Citation : 2021 Latest Caselaw 24434 Mad
Judgement Date : 13 December, 2021
W.P.Nos.3628 to 3632 of 2018
IN THE HIGH COURT OF JUDICATURE AT MADRAS
DATED: 13.12.2021
CORAM
THE HON'BLE MR. JUSTICE KRISHNAN RAMASAMY
W.P.Nos.3628 of 3632 of 2018
W.P.No.3628 of 2018
Jhon ...Petitioner
Vs
1.The General Manager - REPCO Bank,
Having its Registered Office at
No.33, North Usman Road,
T.Nagar, Chennai -17.
2.The Branch Manager,
Dharmapuri Branch,
1/15A-1, Salem Main Road,
Bharathipuram
Dhamapuri -5. ... Respondents
Prayer Writ Petition filed under Section 226 of the Constitution of India,
prayed for the issuance of Writ of Mandamus, directing the respondents to close
the mortgage loan in SLB 147 and consequently to return all the original
documents based on the representation dated 14.08.2017.
1/15
https://www.mhc.tn.gov.in/judis
W.P.Nos.3628 to 3632 of 2018
For Petitioner : No Appearance
For Respondents : Mr.A.Ilangovan
ORDER
These Writ Petitions have been filed, for the issuance of Writ of
Mandamus, directing the respondents to close the mortgage loan in SLB 147,
SLB 152, SLB, 162, MSL 21 & MSL 26 and consequently to return all the
original documents based on the representation dated 14.08.2017.

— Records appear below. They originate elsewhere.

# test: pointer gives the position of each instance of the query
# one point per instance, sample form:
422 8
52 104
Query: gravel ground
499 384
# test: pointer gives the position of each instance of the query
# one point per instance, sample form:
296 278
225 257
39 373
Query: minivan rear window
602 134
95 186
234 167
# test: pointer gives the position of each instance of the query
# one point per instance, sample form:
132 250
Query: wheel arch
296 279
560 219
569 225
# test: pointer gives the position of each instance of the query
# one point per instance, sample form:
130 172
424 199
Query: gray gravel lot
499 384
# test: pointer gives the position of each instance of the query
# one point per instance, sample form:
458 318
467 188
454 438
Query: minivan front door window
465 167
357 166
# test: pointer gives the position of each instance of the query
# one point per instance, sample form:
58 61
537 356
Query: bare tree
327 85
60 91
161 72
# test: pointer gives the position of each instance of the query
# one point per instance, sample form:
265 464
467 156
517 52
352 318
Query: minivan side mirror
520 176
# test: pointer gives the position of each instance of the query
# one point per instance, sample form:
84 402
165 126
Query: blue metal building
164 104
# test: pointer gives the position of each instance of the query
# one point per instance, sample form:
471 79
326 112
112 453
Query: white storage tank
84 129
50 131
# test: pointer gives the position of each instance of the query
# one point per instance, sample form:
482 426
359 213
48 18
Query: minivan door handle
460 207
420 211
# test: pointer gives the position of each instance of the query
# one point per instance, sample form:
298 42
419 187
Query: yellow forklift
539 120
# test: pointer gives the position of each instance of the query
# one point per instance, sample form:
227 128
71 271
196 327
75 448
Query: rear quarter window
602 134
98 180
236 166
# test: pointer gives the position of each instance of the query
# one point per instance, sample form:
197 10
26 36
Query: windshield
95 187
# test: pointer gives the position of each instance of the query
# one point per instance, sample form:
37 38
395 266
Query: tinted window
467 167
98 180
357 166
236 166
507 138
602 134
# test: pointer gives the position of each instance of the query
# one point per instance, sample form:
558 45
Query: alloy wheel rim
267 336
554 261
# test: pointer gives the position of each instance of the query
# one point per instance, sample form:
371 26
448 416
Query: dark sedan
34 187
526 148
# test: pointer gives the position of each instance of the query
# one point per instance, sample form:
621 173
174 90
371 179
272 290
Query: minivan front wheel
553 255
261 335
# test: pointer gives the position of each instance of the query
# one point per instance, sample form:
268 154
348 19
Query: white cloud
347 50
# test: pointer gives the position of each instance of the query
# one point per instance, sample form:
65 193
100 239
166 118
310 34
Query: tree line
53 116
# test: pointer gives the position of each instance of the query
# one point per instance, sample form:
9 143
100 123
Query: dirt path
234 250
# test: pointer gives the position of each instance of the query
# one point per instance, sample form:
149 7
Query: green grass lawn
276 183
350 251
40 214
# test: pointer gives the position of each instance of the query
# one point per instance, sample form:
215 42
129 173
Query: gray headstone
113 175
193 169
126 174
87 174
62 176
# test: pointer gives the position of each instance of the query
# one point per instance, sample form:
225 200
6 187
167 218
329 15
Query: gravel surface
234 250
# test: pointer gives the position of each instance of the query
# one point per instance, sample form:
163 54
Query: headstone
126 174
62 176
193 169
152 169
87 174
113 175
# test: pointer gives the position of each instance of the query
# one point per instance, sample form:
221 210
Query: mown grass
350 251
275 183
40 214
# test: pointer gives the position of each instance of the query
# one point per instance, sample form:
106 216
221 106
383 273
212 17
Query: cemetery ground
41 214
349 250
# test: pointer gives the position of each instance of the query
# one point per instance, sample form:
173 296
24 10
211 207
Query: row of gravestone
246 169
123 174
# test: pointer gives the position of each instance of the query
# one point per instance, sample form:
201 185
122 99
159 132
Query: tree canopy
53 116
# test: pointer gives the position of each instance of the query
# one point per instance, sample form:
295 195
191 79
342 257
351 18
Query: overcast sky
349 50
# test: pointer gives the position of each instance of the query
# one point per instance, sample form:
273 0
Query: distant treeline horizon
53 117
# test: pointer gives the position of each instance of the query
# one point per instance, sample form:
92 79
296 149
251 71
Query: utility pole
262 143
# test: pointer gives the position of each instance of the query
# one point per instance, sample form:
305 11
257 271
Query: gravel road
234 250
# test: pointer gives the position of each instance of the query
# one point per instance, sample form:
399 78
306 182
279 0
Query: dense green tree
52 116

2.When the matter was taken up for hearing today, there is no
representation on behalf of the petitioners.
3.The learned counsel appearing for the respondents submitted that the
respondents in the present Writ Petition is the Multi Cooperative Society,
therefore, the Writ Petition will not lie against the respondents. He further
submitted that in the case of S.P.Ganesan vs. The Authorised Officer, REPCO
Bank, reported in 2021 5 CTC 517, the Hon'ble First Bench of this Court held
that the respondents herein is not a Government Organisation.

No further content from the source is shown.